Presently using a Corsair K70 mechanical keyboard with Cherry blue switches. Lights work and all media keys are fully functional on FreeBSD with the sysutils/uhidd port.

I also have an original IBM Model M that's not being used as I don't have an adapter for it. The keyboard is a tank and should probably be registered with the local authorities as a dual use weapon. I'm sorry Oko, you can't have it.


----------



## tobik@ (Jul 25, 2016)

SIGINT said:


> What keyboard do you guys use? Are you a user/contributor/committer?


Cheap keyboards and I switch between them. Currently Cherry G230 (one of the cheapest keyboards with US layout I could get in Germany a couple of years ago) or Logitech Y-SG13. Contributor.

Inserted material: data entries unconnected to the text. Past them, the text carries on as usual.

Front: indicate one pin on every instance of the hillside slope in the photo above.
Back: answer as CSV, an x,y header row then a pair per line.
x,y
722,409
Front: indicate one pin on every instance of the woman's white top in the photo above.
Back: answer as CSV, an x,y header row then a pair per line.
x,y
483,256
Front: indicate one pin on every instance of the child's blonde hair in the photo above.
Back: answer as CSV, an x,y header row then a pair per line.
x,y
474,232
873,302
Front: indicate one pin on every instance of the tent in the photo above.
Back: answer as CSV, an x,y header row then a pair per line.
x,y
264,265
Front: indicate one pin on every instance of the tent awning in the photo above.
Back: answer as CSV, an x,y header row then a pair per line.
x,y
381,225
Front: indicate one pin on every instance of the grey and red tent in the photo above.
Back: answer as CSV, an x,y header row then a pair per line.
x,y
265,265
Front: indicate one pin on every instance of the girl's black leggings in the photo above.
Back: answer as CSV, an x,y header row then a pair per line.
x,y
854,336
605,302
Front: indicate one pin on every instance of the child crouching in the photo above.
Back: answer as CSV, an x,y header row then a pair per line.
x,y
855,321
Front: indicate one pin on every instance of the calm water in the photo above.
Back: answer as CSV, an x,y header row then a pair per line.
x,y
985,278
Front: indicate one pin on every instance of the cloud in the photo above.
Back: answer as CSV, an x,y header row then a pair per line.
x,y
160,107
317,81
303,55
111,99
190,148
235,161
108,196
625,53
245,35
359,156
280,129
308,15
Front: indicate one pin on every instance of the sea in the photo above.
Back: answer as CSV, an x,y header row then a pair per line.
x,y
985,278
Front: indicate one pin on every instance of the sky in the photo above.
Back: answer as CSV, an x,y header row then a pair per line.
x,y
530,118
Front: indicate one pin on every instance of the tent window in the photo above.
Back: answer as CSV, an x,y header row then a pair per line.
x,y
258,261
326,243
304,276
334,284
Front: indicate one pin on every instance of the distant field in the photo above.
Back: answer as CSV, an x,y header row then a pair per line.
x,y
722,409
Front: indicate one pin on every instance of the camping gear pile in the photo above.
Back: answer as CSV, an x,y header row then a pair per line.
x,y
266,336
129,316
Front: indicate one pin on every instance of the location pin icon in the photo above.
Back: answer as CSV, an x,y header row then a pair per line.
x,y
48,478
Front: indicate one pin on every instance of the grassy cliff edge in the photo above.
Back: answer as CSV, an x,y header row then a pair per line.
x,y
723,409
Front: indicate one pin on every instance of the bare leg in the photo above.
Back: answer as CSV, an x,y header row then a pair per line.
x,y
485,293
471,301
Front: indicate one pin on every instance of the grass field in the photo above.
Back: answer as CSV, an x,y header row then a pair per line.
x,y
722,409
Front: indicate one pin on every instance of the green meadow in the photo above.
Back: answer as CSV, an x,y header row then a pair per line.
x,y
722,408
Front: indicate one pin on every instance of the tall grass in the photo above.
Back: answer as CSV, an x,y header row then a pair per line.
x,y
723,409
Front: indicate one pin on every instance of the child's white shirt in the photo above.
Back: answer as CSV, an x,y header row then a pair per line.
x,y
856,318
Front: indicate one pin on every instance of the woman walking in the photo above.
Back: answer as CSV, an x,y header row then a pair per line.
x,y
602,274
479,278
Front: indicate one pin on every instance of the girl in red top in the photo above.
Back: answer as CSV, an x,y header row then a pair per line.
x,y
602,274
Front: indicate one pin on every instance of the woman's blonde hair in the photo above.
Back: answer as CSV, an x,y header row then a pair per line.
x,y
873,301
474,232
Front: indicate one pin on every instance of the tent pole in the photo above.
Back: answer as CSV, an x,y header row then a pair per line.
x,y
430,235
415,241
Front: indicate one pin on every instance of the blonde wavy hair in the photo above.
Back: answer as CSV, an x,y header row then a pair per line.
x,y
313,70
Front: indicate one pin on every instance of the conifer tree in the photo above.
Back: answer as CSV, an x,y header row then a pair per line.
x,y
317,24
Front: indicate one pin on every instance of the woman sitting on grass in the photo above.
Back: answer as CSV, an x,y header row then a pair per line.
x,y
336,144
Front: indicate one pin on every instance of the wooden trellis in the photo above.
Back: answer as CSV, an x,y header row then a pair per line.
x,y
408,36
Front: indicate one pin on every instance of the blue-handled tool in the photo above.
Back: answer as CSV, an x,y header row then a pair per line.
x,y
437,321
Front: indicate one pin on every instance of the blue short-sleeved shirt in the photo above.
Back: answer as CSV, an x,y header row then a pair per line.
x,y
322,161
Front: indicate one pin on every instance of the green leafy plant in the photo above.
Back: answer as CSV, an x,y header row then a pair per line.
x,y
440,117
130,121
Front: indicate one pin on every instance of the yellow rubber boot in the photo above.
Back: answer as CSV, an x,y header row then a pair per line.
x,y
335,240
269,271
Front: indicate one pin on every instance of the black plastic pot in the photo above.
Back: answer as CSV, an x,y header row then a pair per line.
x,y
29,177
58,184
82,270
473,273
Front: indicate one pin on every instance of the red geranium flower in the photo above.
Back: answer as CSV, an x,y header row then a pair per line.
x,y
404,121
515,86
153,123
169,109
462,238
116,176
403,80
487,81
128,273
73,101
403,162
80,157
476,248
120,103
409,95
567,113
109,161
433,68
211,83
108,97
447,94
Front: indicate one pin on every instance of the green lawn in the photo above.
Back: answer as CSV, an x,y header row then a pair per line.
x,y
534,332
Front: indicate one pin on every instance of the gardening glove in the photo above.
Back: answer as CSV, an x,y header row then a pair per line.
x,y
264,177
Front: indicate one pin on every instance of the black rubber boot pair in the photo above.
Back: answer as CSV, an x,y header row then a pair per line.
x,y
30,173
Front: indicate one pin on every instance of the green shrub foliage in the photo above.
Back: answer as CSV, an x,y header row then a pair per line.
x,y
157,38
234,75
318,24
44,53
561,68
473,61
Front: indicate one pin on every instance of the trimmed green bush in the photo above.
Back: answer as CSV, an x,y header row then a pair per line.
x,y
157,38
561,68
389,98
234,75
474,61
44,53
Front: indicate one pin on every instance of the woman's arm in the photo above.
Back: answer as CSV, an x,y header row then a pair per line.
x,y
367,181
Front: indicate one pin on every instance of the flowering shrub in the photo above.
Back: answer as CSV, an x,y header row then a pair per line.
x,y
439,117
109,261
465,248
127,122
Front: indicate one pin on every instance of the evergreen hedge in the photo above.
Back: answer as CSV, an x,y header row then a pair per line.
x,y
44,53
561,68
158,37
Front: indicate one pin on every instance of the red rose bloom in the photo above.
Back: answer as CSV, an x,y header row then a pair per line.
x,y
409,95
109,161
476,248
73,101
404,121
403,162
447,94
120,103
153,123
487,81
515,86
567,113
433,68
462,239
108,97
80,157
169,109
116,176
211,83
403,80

SIGINT You haven't answered your own question.  What keyboard do you use?


----------



## drhowarddrfine (Jul 25, 2016)

SIGINT Why did you sign up to this board to ask that as your first and only question?


----------



## RoboNuggie (Jul 25, 2016)

A Sun MicroSystems Type 7 'PC' Keyboard - It feels and looks like the Amiga keyboard I used throughout my teenage years. As a plus side it can be configured easily when using Mate to include all the 'extra' function buttons.
As a bonus, and this stems from my liking of British keyboards from the '80s and '90s, the Enter key is called the Return key, and the numberpad has the Enter key.


----------



## SIGINT (Jul 25, 2016)

drhowarddrfine said:


> SIGINT Why did you sign up to this board to ask that as your first and only question?



Haha!  I don't know, why not?  I don't have any nefarious intentions, I promise.  I'm just a little weird .  Keyboards are a sort of personal hobby for me, and I was just curious as to what some of you guys are using.  I signed up to this forum just to get involved in the community.  I hope to one day be a contributor.  Anyway, I use a Ducky One with MX browns.


----------



## Oko (Jul 25, 2016)

protocelt said:


> I also have an original IBM Model M that's not being used as I don't have an adapter for it. The keyboard is a tank and should probably be registered with the local authorities as a dual use weapon. I'm sorry Oko, you can't have it.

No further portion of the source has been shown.